On a completely unrelated subject: Do you still have your allbirds sneakers? I’m interested to know–are they wide enough in the toebox to spread toes, and do they last/wear ok? Thanks
I don’t have them anymore! After three years of regular wear, they met their end, but I’d recommend! I’m sure the question of width has to do with specifics of foot width, but I found them to be comfy and roomy.
““It is both a dignity and / a difficulty / to live between these / names, / perceiving politics / in the syntax of / the state. / And at the end of the day, / the reality is / that whether we / change / or whether we stay / the same / these questions will / remain. / Who are we / to be / with one / another? / and / How are we / to be / with one / another? / and / What to do / with all those memories / of all of those funerals? / and / What about those present / whose past was blasted / far beyond their / future? / I wake. / You wake. / She wakes. / He wakes. / They wake. / We Wake / and take / this troubled beauty forward.”
The Northern of Ireland
Pádraig Ó Tuama
I recently listened to this interview with Pádraig and Krista Tippett on the podcast “On Being”

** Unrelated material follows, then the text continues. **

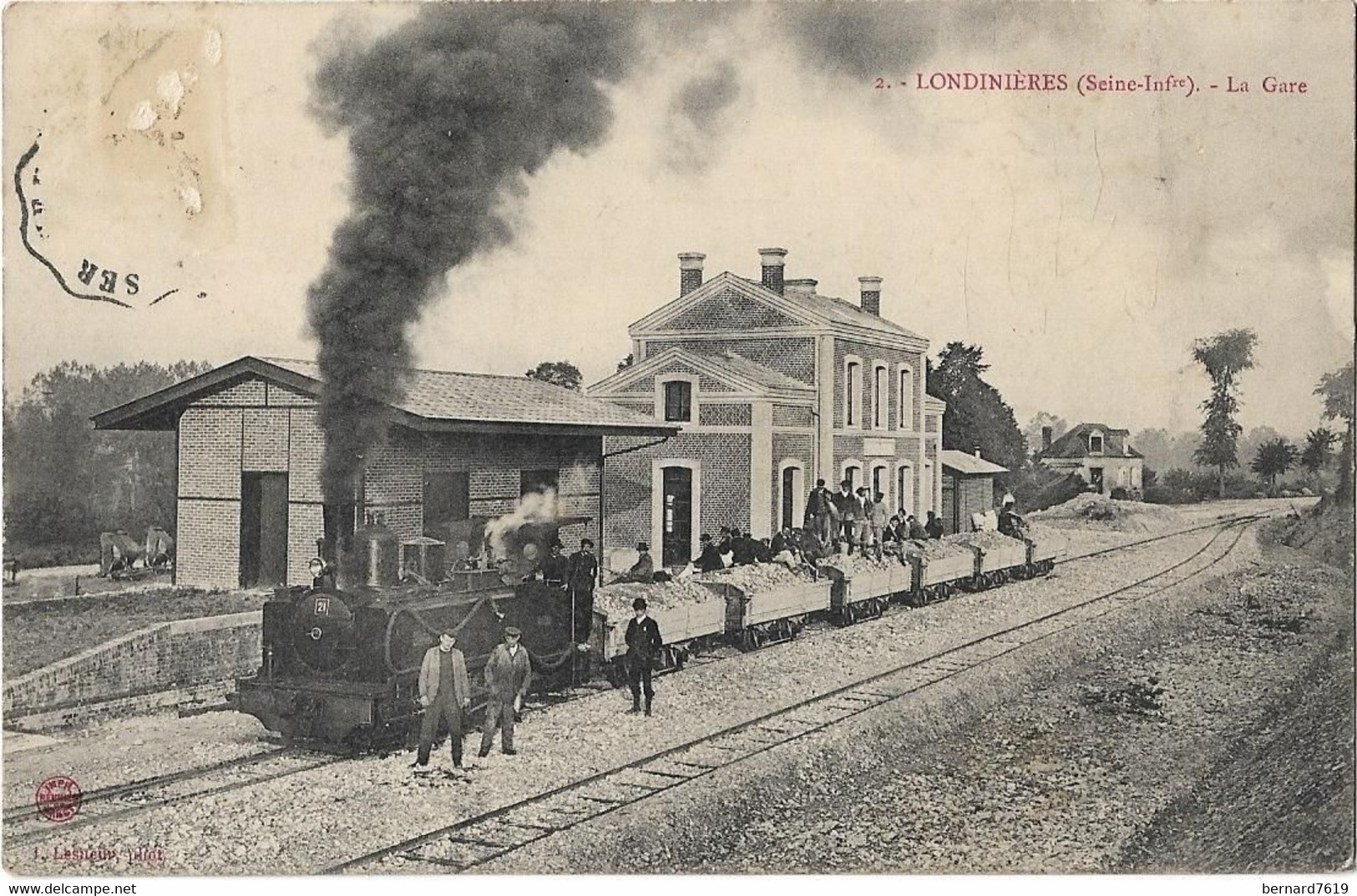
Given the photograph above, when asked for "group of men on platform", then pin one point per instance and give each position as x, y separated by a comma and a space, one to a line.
850, 519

It was so beautiful. Here’s a man facing so much political disagreement, religious disagreement, philosophical disagreement, spiritual disagreement- even sexual identity disagreement and yet he still flies the flag for peace and harmony.
Another one of his quotes from the same podcast:
“And often, our public discourse, whatever the issue that’s dividing us, it needs a wise framing. It needs careful questioning. And it needs a way within which we can speak about these things, recognizing that words have impact. And often, if people use unwise words, they return to their intention. “Well, I didn’t mean that. I didn’t mean that.” Without paying attention to impact”

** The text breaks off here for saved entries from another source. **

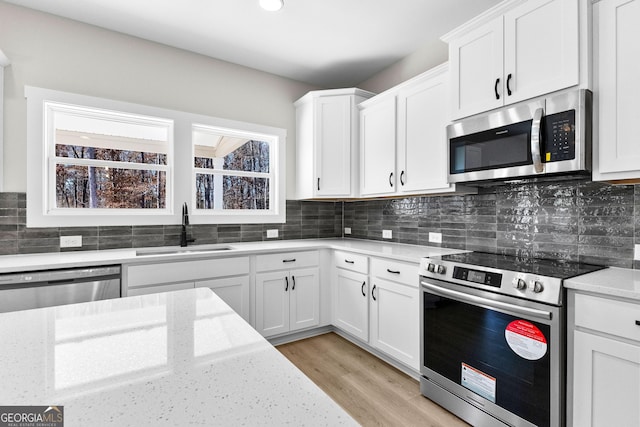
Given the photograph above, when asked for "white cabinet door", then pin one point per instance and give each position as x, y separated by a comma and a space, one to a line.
378, 147
132, 292
351, 303
304, 298
422, 138
333, 145
606, 385
232, 290
617, 154
272, 303
476, 61
541, 44
395, 319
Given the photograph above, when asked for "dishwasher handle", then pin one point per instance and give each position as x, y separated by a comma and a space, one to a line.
62, 275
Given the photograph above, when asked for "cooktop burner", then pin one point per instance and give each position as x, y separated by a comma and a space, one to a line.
560, 269
532, 279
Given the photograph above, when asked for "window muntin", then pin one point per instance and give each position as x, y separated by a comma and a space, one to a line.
232, 170
107, 160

It’s a wonderful thing to be able to agree to disagree. After all what looks like patriotism to some looks like war fare to others. What looks likes dissent to some looks like liberation to others.
There ARE decisions being made about the lives of people BY PEOPLE who surely would not make the same choices for their loved ones. Trixie – the situation needs to change. Your flag represents your country first and foremost. The choices that your family have made were choices made under a variety of government policies. They may not have had to die if countries were not at war with each other in the first place. They may have lived longer lives if people had taken the time to choose peace and agree to disagree.